Virginia's fever virus has turned into a sinus infection with major nasal congestion. When she is trying to hold her mouth open to breathe, her jaw has a much greater tendency to get stuck open. It probably happened forty times yesterday, and each time is excruciatingly painful for her. It gets stuck open for about 15 seconds, her eyes tear up, she screams out in pain, and there is nothing I can do but try to force her jaw back in place as I mentally say every cuss word I know.

Watching her suffer is awful. If one of my other 2 kids had their jaw lock open, we would be in the car on the way to the ER. But poor Virginia. There is nothing anyone can do about it that isn't already happening, and she just has to live with it.

Findley and I had planned a special dinner last night. He grilled steak and veggies during the day while I made guacamole, salsa and margaritas. He dragged the hammock down from the top of the yard so we could enjoy the beautiful night air and be close enough to the house that the baby monitors would still work.

Well, after the day Virginia had yesterday, neither one of us felt like celebrating the arrival of fall. She screamed for over an hour going to sleep. (I just want to clarify that my other 2 kids do cry, but it's different. It doesn't affect us in the same way. There is a difference in a 'I am being stubborn and don't want to go to bed' cry and a soulful, sorrowful 'My body won't hold still so I can sleep and I am in pain' cry.)

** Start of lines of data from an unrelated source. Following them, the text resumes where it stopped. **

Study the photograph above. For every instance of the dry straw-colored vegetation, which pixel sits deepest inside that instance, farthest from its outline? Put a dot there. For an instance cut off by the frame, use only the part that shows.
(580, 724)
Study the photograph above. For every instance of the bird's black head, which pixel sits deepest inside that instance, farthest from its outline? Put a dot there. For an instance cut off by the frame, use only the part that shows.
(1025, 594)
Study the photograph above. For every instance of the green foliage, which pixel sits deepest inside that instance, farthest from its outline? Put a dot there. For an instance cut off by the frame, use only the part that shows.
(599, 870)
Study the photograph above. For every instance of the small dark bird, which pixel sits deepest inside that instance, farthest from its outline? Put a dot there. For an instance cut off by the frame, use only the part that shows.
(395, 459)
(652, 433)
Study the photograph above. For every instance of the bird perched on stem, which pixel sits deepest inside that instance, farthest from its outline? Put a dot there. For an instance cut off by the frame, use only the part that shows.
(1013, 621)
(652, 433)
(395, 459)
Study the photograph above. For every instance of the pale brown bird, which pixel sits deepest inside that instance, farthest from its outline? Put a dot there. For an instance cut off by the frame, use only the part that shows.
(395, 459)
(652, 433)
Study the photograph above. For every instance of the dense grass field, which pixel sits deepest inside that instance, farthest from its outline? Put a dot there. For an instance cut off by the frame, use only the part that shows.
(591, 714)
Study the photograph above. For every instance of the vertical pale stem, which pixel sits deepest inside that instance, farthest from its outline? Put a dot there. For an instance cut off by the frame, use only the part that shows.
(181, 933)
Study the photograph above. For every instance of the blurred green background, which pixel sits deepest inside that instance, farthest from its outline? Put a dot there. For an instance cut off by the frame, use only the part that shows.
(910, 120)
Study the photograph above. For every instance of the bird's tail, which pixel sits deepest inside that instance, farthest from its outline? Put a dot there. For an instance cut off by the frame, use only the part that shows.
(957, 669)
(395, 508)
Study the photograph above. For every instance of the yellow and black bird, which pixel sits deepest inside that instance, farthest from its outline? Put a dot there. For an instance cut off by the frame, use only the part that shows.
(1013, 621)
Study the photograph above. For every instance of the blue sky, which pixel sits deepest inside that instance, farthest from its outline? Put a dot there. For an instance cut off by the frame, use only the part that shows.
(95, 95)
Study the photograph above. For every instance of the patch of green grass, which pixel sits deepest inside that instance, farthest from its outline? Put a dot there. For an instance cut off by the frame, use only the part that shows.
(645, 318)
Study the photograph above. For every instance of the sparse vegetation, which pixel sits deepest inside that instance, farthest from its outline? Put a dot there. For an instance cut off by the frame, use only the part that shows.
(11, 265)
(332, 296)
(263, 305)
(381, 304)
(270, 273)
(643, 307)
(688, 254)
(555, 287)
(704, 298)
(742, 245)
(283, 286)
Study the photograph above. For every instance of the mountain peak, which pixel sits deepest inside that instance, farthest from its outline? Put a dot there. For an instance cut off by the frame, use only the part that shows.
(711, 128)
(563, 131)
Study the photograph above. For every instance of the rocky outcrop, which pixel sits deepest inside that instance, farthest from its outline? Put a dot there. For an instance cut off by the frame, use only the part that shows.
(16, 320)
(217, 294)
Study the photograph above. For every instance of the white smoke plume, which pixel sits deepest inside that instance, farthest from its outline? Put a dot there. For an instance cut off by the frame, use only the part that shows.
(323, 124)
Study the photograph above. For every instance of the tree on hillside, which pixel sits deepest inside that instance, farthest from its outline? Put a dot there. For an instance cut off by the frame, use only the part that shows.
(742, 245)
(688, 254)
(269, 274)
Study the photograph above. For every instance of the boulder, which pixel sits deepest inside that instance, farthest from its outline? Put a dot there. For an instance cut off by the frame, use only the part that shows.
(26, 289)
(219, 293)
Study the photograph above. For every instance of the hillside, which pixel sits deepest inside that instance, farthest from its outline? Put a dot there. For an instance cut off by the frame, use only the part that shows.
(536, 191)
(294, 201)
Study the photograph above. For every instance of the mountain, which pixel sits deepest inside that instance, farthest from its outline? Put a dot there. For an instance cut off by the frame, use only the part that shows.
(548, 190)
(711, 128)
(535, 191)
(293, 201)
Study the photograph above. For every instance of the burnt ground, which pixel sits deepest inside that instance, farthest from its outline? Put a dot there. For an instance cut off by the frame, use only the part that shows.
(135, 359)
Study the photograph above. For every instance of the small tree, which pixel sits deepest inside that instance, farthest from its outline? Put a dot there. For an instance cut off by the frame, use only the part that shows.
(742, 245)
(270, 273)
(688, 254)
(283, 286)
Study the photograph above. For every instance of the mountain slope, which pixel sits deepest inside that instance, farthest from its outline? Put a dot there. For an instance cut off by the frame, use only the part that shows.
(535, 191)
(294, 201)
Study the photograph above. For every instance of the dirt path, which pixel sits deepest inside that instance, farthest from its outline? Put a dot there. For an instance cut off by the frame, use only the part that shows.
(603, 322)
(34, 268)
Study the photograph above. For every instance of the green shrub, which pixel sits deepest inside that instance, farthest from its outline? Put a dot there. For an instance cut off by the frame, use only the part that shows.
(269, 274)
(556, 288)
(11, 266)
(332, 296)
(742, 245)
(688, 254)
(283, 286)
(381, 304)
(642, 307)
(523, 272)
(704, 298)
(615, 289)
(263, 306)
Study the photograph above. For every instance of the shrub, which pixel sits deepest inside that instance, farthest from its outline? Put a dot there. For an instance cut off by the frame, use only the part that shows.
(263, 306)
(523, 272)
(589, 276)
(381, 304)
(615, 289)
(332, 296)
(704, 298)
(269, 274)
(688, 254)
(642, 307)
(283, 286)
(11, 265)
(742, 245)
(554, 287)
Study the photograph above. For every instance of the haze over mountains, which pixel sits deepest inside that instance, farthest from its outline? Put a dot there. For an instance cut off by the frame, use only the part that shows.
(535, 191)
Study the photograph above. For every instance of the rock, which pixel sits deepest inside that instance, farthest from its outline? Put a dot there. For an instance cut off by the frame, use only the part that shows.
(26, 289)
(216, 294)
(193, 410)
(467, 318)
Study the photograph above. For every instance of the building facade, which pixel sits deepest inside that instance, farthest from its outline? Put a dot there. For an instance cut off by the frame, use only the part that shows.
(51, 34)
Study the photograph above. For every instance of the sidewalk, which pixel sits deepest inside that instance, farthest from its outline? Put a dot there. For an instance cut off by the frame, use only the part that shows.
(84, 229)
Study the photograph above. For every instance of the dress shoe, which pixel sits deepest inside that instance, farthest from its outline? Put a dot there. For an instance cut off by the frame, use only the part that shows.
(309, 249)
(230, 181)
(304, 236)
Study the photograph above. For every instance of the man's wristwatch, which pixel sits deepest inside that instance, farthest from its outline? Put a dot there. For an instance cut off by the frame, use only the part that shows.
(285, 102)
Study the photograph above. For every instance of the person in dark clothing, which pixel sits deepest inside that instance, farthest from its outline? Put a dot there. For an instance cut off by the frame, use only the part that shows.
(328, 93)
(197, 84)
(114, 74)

I was trying to keep my spirits up while she was crying, but it is hard to see your child suffer. I knew Findley would be disappointed if I jumped ship on our plans, but I just didn't think I could shelve the heaviness in my heart last night.

I was in the kitchen, heating the food up, when he came out of Virginia's room after successfully helping her fall asleep. I looked at him, about to explain that I didn't have any coping skills strong enough to erase the past twelve hours from my memory.

But before I could say anything, he said, "It's ok, honey. I think there are times when sad is the only way to feel."

So we put the food back in the refrigerator and cleaned up the kitchen. We went to bed early in anticipation of another early, early morning awakening. No, it wasn't exactly the festive evening I had been trying to create, but as I fell asleep, I felt very grateful for the connection that Findley and I have. For the way that we have tackled this together. For the way it has made our marriage stronger instead of fragmented.

Last night we separately came to the same conclusion. That the best coping skill is knowing when not to try to cope at all. Last night we identified Virginia's pain as the monster that it is, all the while acknowledging that there will always be brighter days (and nights) ahead.